The bill to end normal trade relations with Russia, requested by Biden, paves the way for the US to impose higher tariffs on steel and aluminium from Russia, further weakening its economy under Putin. It also penalises Russia’s ally Belarus with unfavourable tariff treatment.
“We in Congress must do all we can to end the slaughter of innocent civilians, total destruction of cities, and assault on democracy in Ukraine,” said Representative Richard Neal, the Democratic chairman of the House Ways and Means Committee, which writes US trade rules.
“Ways and Means Committee members are united in our commitment to confront these atrocities and hold the Putin regime responsible for its campaign of terror against the Ukrainian people,” Neal said.
Senate Majority Leader Chuck Schumer announced a breakthrough in backroom Senate negotiations to bring the bills up for votes before Congress leaves Washington for two weeks. Some lawmakers had said failure to take action on the trade bills now would have sent the wrong message to allies and Russia.
The images coming out of Ukraine as the war drags on “are pure, pure evil. Hundreds of civilians murdered in cold blood”, Schumer said.
“No nation whose military is committing war crimes deserves free-trade status with the United States,” Schumer said moments before the Senate voted.
Senate Majority Leader Chuck Schumer meets with reporters following a Democratic Caucus meeting, at the Capitol in Washington.

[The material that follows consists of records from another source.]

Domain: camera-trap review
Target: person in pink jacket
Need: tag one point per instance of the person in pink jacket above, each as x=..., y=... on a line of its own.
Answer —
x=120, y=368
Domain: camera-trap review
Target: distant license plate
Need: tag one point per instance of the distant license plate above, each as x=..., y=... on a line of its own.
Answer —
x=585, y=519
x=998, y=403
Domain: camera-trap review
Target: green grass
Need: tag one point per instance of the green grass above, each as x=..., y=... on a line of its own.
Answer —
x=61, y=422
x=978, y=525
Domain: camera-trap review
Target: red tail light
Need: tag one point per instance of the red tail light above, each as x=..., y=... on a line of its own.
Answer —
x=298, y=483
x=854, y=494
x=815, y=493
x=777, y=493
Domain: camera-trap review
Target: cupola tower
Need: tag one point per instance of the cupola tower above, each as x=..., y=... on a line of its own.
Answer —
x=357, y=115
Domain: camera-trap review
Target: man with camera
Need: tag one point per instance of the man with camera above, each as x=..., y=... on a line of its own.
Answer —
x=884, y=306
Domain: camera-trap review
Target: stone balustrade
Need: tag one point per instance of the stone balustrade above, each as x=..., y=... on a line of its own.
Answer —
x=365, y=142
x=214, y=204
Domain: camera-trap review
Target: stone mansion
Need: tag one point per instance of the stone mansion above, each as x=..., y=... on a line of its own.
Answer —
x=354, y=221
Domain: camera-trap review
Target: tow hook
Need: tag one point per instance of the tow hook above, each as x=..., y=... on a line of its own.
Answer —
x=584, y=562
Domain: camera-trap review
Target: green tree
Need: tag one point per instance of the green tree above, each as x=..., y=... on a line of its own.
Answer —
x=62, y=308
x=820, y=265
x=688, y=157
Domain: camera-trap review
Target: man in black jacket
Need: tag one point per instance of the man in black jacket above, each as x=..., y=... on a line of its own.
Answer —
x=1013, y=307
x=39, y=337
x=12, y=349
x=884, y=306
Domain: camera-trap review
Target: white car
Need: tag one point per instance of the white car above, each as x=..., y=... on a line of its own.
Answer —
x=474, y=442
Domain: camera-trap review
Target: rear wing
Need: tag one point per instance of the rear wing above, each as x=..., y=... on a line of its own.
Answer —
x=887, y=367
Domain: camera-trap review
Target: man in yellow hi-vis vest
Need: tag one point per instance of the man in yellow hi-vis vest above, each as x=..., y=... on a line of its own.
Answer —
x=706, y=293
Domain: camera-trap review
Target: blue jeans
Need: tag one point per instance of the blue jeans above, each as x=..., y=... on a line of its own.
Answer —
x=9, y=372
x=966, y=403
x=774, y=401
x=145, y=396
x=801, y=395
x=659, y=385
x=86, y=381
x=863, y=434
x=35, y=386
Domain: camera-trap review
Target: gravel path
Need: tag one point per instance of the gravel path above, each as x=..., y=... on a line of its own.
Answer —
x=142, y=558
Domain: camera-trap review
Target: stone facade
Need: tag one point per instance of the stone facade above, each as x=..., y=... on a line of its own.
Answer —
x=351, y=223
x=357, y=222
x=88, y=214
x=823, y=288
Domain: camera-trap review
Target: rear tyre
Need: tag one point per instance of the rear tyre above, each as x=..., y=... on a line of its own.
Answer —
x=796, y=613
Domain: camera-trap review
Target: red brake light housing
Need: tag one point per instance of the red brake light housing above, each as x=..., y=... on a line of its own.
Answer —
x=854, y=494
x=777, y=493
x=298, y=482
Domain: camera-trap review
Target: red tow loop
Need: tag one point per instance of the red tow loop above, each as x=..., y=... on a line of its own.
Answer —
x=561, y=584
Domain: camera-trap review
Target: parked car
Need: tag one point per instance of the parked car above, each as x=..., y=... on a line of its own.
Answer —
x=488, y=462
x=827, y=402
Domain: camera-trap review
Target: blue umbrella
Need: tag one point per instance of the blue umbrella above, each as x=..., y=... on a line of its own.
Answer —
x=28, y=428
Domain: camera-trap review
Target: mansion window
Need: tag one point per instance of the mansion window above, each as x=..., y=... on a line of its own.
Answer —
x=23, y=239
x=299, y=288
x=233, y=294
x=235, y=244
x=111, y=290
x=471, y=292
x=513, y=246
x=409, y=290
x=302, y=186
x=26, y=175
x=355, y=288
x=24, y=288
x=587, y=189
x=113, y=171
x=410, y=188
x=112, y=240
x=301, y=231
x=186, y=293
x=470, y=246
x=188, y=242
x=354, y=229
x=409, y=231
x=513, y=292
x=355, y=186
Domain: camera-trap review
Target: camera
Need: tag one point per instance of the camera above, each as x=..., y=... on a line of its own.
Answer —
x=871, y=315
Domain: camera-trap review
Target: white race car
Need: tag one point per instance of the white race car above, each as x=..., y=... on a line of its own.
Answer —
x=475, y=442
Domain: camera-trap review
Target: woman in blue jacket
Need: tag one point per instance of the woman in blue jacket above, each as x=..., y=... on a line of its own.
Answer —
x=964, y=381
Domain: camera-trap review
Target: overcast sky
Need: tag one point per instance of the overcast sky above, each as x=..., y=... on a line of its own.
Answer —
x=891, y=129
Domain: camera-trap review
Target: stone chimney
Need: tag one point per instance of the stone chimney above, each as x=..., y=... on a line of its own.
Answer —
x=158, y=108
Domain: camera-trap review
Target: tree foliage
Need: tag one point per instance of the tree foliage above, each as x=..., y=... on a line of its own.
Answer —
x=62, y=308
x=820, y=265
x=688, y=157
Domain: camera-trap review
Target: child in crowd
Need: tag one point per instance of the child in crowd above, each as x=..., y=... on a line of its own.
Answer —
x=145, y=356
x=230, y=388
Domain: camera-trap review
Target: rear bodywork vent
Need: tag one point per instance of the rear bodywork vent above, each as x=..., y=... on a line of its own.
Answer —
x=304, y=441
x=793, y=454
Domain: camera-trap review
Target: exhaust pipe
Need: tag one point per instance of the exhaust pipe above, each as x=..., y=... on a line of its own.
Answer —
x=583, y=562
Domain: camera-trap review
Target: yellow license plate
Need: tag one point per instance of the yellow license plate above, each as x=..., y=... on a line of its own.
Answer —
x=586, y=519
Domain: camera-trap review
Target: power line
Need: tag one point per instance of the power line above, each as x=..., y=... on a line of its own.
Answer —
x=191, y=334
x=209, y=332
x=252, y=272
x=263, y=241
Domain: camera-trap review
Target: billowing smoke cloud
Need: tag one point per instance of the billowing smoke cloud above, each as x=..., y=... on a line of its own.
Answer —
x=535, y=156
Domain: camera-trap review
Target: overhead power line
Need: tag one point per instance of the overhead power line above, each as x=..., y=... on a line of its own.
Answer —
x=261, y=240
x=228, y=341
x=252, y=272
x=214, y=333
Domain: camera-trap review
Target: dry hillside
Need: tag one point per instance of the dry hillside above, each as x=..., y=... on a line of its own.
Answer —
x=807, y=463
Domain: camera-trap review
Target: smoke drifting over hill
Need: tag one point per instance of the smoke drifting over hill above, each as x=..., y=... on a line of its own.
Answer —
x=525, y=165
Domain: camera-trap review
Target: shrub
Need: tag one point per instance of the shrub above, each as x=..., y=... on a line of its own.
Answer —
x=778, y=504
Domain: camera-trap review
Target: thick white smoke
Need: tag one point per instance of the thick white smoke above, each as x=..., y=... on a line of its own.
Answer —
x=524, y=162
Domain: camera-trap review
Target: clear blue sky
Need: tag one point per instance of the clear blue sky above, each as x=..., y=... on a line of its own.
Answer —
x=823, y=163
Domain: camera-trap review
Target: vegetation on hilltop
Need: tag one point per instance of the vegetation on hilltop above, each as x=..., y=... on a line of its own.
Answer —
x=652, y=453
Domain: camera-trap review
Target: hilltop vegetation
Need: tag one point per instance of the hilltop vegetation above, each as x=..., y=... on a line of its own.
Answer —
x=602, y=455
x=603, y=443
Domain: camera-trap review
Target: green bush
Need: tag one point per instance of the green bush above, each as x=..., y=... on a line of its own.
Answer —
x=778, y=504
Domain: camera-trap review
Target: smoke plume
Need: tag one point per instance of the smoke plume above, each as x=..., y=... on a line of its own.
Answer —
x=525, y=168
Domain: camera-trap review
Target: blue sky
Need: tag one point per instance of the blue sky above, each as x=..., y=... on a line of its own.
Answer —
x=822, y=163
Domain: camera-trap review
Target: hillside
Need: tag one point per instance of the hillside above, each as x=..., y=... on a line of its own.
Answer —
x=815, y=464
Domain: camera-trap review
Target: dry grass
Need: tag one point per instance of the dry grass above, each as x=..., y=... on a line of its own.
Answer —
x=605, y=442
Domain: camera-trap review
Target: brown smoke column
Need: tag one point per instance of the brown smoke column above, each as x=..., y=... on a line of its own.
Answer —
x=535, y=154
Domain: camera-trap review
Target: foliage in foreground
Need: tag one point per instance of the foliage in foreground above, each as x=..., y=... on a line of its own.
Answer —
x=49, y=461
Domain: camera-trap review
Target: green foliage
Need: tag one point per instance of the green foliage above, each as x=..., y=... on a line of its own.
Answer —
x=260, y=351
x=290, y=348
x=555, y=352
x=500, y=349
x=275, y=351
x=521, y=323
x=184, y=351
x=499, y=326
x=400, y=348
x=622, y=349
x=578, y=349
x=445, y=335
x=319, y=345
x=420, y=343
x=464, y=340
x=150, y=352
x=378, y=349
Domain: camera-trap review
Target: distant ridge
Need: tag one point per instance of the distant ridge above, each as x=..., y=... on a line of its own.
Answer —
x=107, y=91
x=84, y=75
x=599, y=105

Senate Majority Leader Chuck Schumer has joined a chorus of lawmakers calling Russia’s actions in Ukraine ‘war crimes’ [J Scott Applewhite/AP Photo]
“This package is about bringing every tool of economic pressure to bear on Vladimir Putin and his oligarch cronies,” Senator Ron Wyden, chairman of the Senate Finance Committee, said in a statement.
“Putin’s Russia does not deserve to be a part of the economic order that has existed since the end of World War II.”
Importantly for the White House, the bills provide the president with the authority to return to normal tariff treatment for Russia and lift the ban on Russian energy products subject to certain conditions set by Congress.
White House officials have said sanctions by the US and more than 30 other nations have already stung the Russian economy.
Experts are predicting Russia’s economy will contract up to 15 percent this year, with inflation spiking above 15 percent. More than 600 private-sector companies have already left the market, according to a White House fact sheet.
“Russia will very likely lose its status as a major economy, and it will continue a long descent into economic, financial, and technological isolation,” the White House said.